Markets can’t be expected to work their unique magic when they’re controlled by oligopolies, as the oil market currently is—free markets simply don’t exist when sellers collude. When an aspiring superpower like Russia seeks to dominate the energy market with monopolistic and militaristic measures, letting the market work could obviously pave the way to a very bad outcome indeed. If the energy market were truly free, it long ago would have attracted global investors to develop alternative sources of energy, but the oligopolists have intentionally manipulated production and prices to dissuade investors from making long-term commitments. The aim of the OPEC cartel is to constrain supply, note the authors of Winning the Oil Endgame, and thereby force others to produce high-cost oil first, then sell the cartel’s cheap oil for that higher price—and by depleting others’ oil first, make buyers even more dependent on the cartel later.
Our own policies interfere with free-market mechanisms. We subsidize domestic oil and gas production with generous tax breaks, penalize sugar-based ethanol from Brazil, and block investment in nuclear energy. Our navy assumes the prime responsibility for securing the oil routes from the Middle East, effectively subsidizing its cost. Thus, we don’t pay the full cost of Middle East oil, either at the oil-company level or at the pump.
Market economists also identify a number of externalities—real costs that aren’t captured in the price of fuel—the most frequently cited of which are the health-care costs of pollution and the climate costs of greenhouse gases. There is a further externality: potentiall
y leaving the next generations in the lurch by using so much oil and energy ourselves—domestic and imported—that our children face severe oil shortages, prohibitively expensive fuel, a crippled economy, and dominion of energy by Russia and other oil-rich states.

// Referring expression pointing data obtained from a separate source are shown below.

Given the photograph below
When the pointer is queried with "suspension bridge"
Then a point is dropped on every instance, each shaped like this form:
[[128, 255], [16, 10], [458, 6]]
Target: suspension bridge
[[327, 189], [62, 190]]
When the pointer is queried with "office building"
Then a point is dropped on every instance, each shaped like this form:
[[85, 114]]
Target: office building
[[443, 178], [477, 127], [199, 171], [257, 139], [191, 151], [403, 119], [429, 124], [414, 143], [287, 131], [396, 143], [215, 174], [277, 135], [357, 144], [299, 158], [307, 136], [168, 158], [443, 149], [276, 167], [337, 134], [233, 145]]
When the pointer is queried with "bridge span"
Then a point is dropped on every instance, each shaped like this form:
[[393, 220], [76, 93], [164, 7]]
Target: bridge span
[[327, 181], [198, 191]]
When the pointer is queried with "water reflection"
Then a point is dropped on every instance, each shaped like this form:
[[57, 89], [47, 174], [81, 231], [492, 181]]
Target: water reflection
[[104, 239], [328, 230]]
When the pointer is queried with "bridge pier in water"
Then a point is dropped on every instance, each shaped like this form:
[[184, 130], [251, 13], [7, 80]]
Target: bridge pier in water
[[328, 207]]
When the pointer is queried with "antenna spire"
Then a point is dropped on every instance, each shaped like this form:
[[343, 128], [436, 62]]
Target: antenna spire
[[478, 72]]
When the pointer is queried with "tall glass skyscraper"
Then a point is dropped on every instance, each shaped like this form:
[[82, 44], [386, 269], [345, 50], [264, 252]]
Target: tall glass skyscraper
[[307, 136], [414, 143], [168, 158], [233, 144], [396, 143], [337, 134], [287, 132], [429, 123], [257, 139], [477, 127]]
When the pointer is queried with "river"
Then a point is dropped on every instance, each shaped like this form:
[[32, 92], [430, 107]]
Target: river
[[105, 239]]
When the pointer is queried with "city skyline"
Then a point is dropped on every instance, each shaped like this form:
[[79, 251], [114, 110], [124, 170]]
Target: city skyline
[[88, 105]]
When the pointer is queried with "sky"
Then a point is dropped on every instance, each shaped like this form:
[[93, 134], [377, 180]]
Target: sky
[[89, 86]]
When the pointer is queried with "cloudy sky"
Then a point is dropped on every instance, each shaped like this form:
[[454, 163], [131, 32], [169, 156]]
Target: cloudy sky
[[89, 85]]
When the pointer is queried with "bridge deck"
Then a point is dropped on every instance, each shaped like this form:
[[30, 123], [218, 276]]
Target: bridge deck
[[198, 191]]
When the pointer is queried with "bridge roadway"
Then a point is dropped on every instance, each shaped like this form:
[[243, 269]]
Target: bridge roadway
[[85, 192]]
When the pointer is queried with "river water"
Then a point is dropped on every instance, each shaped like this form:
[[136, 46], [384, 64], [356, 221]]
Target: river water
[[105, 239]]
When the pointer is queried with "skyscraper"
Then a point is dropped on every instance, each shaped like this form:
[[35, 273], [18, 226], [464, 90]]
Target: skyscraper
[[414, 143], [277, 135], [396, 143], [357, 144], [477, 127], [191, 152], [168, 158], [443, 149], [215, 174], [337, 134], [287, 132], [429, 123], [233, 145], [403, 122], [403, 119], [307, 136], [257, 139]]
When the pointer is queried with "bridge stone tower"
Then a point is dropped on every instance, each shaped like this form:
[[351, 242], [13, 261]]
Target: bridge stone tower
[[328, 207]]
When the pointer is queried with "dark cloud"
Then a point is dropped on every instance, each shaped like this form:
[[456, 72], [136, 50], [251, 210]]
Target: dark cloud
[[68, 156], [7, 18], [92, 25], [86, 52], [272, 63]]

No matter how you price it, oil is expensive to use; we should be encouraging our citizens to use less of it, our scientists to find alternatives for it, and our producers to find more of it here at home.
Many analysts predict that the world’s production of oil will peak in the next ten to twenty years, but oil expert Matt Simmons, author of Twilight in the Desert: The Coming Saudi Oil Shock and the World Economy, presents a compelling case that Middle Eastern oil production may have already reached its peak. Simmons bases his contention on his investigation into the highly secretive matter of the level of reserves in the Saudi oil fields. But whether the peak is already past or will be reached within a few years, world oil supply will decline at some point, and no one predicts a corresponding decline in demand. If we want America to remain strong and wish to ensure that future generations have secure and prosperous lives, we must consider our current energy policies in the light of how these policies will affect our grandchildren.
An argument can be made that by the time we would experience a severe shortage of crude oil, we will have found new energy sources to replace it, so we should continue to consume oil just as fast as we want. Hydrogen, for example, is frequently touted as an energy panacea; my greenest friends have assured me that we can expect widely commercialized hydrogen cars within ten years. But I remind them that they’ve been saying that for more than a decade. Energy Secretary Steven Chu has decided to shift federal research funding from hydrogen to other energy sources because the lead time on hydrogen is so great.